Figure 5. Processing of differentially modified CpGs by TET1_CD–TDG or TDG.

(a) Base release from fully methylated CpGs by His6–TET1_CD–His6–TDG. His6–TET1_CD–His6–TDG (50 nM) was incubated with labelled 60mer substrates (25 nM) containing a single 5mC modification on the fluorescent labelled top (5′-Texas Red, T) or bottom strand (5′-fluorescein, F) or a fully methylated CpG with labels on both strands. Product formation was monitored and quantified by denaturing gel electrophoresis and fluorescent scanning (Texas Red, R-channel and fluorescein, F-channel); positions of the 60mer substrate DNA and the resulting base incision products of both strands are indicated. *Unlabelled DNA strand. (b) Release of 5caC from differentially modified CpGs by His6–TDG. 60mer DNA substrates (25 nM) containing 5caC opposite C, 5mC or 5hmC in a CpG dinucleotide or in single-stranded (ss) DNA were incubated with His6–TDG (25 nM) and analysed by denaturing gel electrophoresis. Shown are mean percentages of product formation with s.d. (n=3). (c) 5caC release from a symmetrically modified CpG dinucleotide by His6–TDG. A substrate (25 nM) containing 5caC on both strands within a CpG dinucleotide and labels of both strands was incubated with His6–TDG (25 nM) for indicated time, analysed by denaturing gel electrophoresis and visualized by fluorescent scanning of both labels. Shown are mean percentages of product formation with s.d. (n=3). (d) TDG and APE1 only generate DNA DSBs at symmetrically modified CpGs. Base release assay using TDG and APE1 on a labelled 59-bp substrate containing either a single 5caC or a symmetrically 5caC-modified base pair within a HpaII recognition site (CCGG). Reactions were analysed by native PAGE. Substrate DNA and product fragment are indicated. (e) Full reconstitution of TDG–BER on a symmetrically modified 5caC substrate. A labelled 59-bp substrate (25 nM) containing a symmetrically 5caC-modified base pair within a HpaII recognition site (CCGG) was incubated with TDG (40 nM) and BER factors (200 nM APE1, 40 nM POLβ and 40 nM XRCC1-LIG3). Recovered DNA was digested with HpaII endonuclease and analysed by native PAGE. Substrate DNA and product fragments are indicated; ssDNA, free single-stranded DNA.
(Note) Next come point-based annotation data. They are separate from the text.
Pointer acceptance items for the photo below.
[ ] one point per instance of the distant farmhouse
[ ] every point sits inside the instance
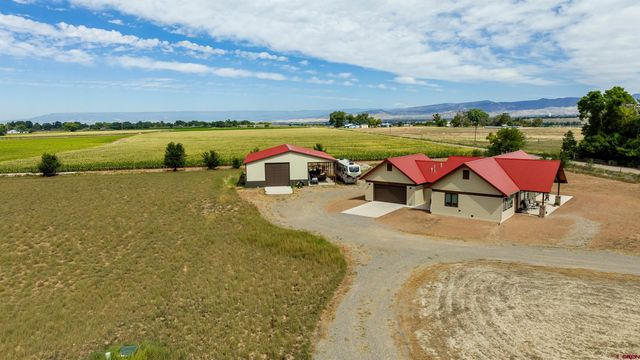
(469, 187)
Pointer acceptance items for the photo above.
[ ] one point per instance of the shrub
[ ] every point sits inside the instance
(478, 153)
(174, 156)
(319, 147)
(211, 159)
(49, 165)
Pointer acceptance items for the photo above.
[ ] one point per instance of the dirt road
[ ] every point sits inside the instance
(365, 324)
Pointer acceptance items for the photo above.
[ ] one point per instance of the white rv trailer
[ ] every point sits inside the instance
(348, 171)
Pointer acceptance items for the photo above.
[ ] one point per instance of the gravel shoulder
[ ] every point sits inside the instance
(365, 324)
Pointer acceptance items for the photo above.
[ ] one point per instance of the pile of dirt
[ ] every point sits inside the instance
(494, 310)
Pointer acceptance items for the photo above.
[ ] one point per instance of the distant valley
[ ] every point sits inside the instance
(528, 108)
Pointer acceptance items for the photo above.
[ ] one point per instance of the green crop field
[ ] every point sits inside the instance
(25, 147)
(539, 140)
(146, 150)
(177, 259)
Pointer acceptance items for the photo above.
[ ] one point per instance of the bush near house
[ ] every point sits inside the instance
(174, 156)
(49, 165)
(211, 159)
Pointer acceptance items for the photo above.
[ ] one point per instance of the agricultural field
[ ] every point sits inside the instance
(146, 150)
(171, 258)
(539, 140)
(25, 147)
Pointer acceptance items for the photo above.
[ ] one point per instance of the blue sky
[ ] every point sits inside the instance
(166, 55)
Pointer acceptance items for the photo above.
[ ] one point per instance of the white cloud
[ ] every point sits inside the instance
(408, 80)
(146, 63)
(465, 40)
(202, 49)
(316, 80)
(259, 55)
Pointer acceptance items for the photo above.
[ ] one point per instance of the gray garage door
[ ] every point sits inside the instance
(390, 193)
(277, 174)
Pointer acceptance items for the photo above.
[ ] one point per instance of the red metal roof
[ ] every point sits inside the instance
(508, 173)
(407, 165)
(436, 170)
(285, 148)
(490, 170)
(531, 175)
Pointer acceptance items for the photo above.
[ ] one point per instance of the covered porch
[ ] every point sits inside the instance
(542, 204)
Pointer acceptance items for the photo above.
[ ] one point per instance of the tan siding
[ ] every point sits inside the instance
(415, 195)
(368, 192)
(394, 176)
(480, 207)
(297, 166)
(475, 184)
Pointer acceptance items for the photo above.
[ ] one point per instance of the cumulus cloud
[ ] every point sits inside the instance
(465, 40)
(146, 63)
(259, 55)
Figure 6. DNA demethylation blocks G·T repair and can induce mutations.

(a) Enzymatic activity of TDG on G·5caC- and G·T-containing substrates. Release of 5caC and T by His6–TDG (25 nM) was monitored over time on 5′-labelled 60-bp substrates (25 nM) containing either a G·5caC or G·T base pair. Reactions were stopped at indicated time, separated by denaturing gel electrophoresis, visualized with fluorescent scanning and quantified. Shown are mean percentages of product formation with s.d. (n=3) (b) Base release from a substrate containing a G·5caC next to a G·T mismatch. Substrate preference of TDG (25 nM) was evaluated on a 59-bp DNA fragment (25 nM) containing 5caC on the labelled top strand (5′-Texas Red) and T on the labelled bottom strand (5′-fluorescein) within the same CpG context as illustrated. Reactions were stopped after indicated time, separated by denaturing gel electrophoresis, and both strands visualized by fluorescent scanning and quantified. Shown are mean percentages of product formation with s.d. (n=3). (c) Full reconstitution of TDG–BER on a G·5caC/G·T-containing substrate. A labelled 59-bp substrate containing a G·5caC next to a G·T mismatch was incubated with His6–TDG and BER factors. Correct repair of the 5caC and the introduction of an A opposite of T was monitored by MscI digestion and analysed by native PAGE and fluorescent scanning. Unmodified (CG/CG) substrate DNA digested with HpaII was used as size marker; positions of the substrate DNA and product fragments are indicated. ssDNA, free single-stranded DNA. (d) Mechanistic model of TET–TDG–BER-mediated DNA demethylation. In the presence of all the necessary factors, DNA demethylation at fully methylated CpGs occurs in a coordinated and sequential manner to correctly re-establish the unmodified state (regular BER). Lack of coordination, for example, in the absence of downstream BER factors, repair-mediated DNA demethylation can lead to the induction of DNA DSBs (incomplete BER). Coincident oxidation and hydrolytic deamination at fully methylated CpG sites can lead to increased C to T transitions caused by the sequential repair mechanism (coincident deamination).